# Service Departments



## dcole (Oct 8, 2008)

Hello,

I have been repairing amps for around 5 years now but have only started doing it over the last 4 months professionally. I have found that dealing with some manufacturers service departments is a lot easier than others. The big guys like Fender, Marshall, Peavey and Canada's own Traynor is very easy. There is an e-mail to send questions two and real people in Repairs or Engineering get back to you.

The boutique guys and foreign companies are a lot harder. There tends to be no direct e-mail address to contact anyone and a lot of the time they won't provide schematics or direct you to their authorized service centers.
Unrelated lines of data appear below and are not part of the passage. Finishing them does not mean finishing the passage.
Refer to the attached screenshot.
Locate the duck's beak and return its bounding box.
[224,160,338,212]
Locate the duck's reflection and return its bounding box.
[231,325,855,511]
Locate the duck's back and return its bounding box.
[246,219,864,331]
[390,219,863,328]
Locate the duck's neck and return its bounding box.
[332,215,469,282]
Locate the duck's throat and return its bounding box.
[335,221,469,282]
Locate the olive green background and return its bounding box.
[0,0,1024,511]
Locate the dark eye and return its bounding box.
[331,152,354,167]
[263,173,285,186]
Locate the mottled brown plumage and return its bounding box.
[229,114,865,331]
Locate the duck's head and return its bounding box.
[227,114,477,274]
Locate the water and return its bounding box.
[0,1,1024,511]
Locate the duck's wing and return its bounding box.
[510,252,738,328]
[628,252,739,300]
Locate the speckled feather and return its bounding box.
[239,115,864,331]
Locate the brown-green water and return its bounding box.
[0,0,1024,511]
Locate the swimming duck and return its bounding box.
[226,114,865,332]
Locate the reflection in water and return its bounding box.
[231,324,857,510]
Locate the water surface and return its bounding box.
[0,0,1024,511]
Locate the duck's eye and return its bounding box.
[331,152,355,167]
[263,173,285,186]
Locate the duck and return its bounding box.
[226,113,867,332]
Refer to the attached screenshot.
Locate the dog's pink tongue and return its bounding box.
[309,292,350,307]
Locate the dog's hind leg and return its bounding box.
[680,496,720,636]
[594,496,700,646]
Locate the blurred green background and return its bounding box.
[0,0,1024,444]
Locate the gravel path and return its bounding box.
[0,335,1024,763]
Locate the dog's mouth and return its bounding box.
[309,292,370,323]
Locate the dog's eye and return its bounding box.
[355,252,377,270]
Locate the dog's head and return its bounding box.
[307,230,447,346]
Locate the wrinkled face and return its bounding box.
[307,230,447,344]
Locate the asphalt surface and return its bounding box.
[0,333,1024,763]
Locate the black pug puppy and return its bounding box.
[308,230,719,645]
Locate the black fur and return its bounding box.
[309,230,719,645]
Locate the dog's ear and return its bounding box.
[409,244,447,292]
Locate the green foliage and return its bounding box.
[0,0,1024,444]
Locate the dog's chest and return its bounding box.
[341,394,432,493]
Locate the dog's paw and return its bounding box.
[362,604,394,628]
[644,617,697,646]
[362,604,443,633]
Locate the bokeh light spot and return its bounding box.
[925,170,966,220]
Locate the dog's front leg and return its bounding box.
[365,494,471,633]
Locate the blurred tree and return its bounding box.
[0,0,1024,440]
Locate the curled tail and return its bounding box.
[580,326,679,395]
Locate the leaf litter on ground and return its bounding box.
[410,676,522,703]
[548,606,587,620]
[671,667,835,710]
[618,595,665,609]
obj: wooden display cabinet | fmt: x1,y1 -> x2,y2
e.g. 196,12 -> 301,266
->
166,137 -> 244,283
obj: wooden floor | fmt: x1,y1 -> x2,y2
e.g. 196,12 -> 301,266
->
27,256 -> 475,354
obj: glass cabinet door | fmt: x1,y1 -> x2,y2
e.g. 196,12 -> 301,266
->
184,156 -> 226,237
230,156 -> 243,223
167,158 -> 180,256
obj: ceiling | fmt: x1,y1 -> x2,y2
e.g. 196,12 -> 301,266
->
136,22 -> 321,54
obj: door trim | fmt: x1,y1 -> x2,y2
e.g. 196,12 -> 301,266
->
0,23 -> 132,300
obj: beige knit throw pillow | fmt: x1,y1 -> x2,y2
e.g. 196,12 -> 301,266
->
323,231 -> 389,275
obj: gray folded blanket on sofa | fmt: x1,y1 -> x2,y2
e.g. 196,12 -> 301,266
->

How do you guys that fix amps go about getting schematics or service manuals? Do you even use them or troubleshoot to your best knowledge of the amp?

Thanks,

David Cole


----------



## nonreverb (Sep 19, 2006)

After doing this gig for about 20 years, I've found most problems with basic tube amps can be solved as the rules between them are all the same. Where the challenges start is with amps incorporating digital effects and complex multi channel platforms. These type amps can have more discreet problems that without a schematic can be a real PITA. 
In my area, I seem to be the sucker for punishment as I will accept work that most avoid....great when you solve it, not so when you can't or can't get service assistance from the manufacturer.....also known as money losers for me.
Recently, I've finally resolved myself to the fact that some stuff is not economical to attempt to repair for both the customer or me. Sounds defeatist but in reality, far more efficient and profitable in the long run....it's surprising when customers thank you for your honesty when you explain why you can't repair something.



dcole said:


> Hello,
> 
> I have been repairing amps for around 5 years now but have only started doing it over the last 4 months professionally. I have found that dealing with some manufacturers service departments is a lot easier than others. The big guys like Fender, Marshall, Peavey and Canada's own Traynor is very easy. There is an e-mail to send questions two and real people in Repairs or Engineering get back to you.
> 
> ...


----------



## dcole (Oct 8, 2008)

That seems like a reasonable thing to do. I had to do it with a customer recently who wanted to have a multi-channel amp sorted out before buying it. I told him up front it may take more work than its worth and I think he appreciated my honesty.


----------



## dtsaudio (Apr 15, 2009)

There are definitely some pieces of gear I won't touch. Mostly though that is stereo equipment as opposed to music gear. There are some manufacturers that will only deal with authorized service depots (usually an old boys club) and some that want to repair everything themselves. When I can't get information from the manufacturer google is your best friend.
Parts are more of a problem than information though. A lot of the digital stuff can't be repaired at the board level, so replacement is the only course of action. This is where a cooperative manufacturer is important. 
As for schematics, I probably only use one 10% of the time, and usually when I can't identify a part due to damage. After doing repairs for 20+ years you get know these things.
Also important is the dealers and distributors know you. I get stuff nobody else can (stereo gear again) because the manufacturers know me.


----------



## dcole (Oct 8, 2008)

dtsaudio said:


> As for schematics, I probably only use one 10% of the time, and usually when I can't identify a part due to damage. After doing repairs for 20+ years you get know these things.


Are you speaking of physical damage here like popped caps?


----------



## dtsaudio (Apr 15, 2009)

Popped caps, burnt resistors that kind of thing. I have a very expensive stereo amp right now that looks like a bomb went off inside it. Need a schematic to fix that one unless the manufacturer will supply a new board.


----------



## nonreverb (Sep 19, 2006)

To make our jobs even worse, there's nothing like SMT to further compound problems! 
I have an EV ZXA-1 monitor that belongs to me and am trying to repair. It has an intermittent crackling sound that's located somewhere before the master....WELL it's all SMT so you can imagine how far I've gotten...plus EV refuses to help in any way.....Sigh....


----------



## dcole (Oct 8, 2008)

Helps them have you purchase a new mixer, though unlikely from them.


----------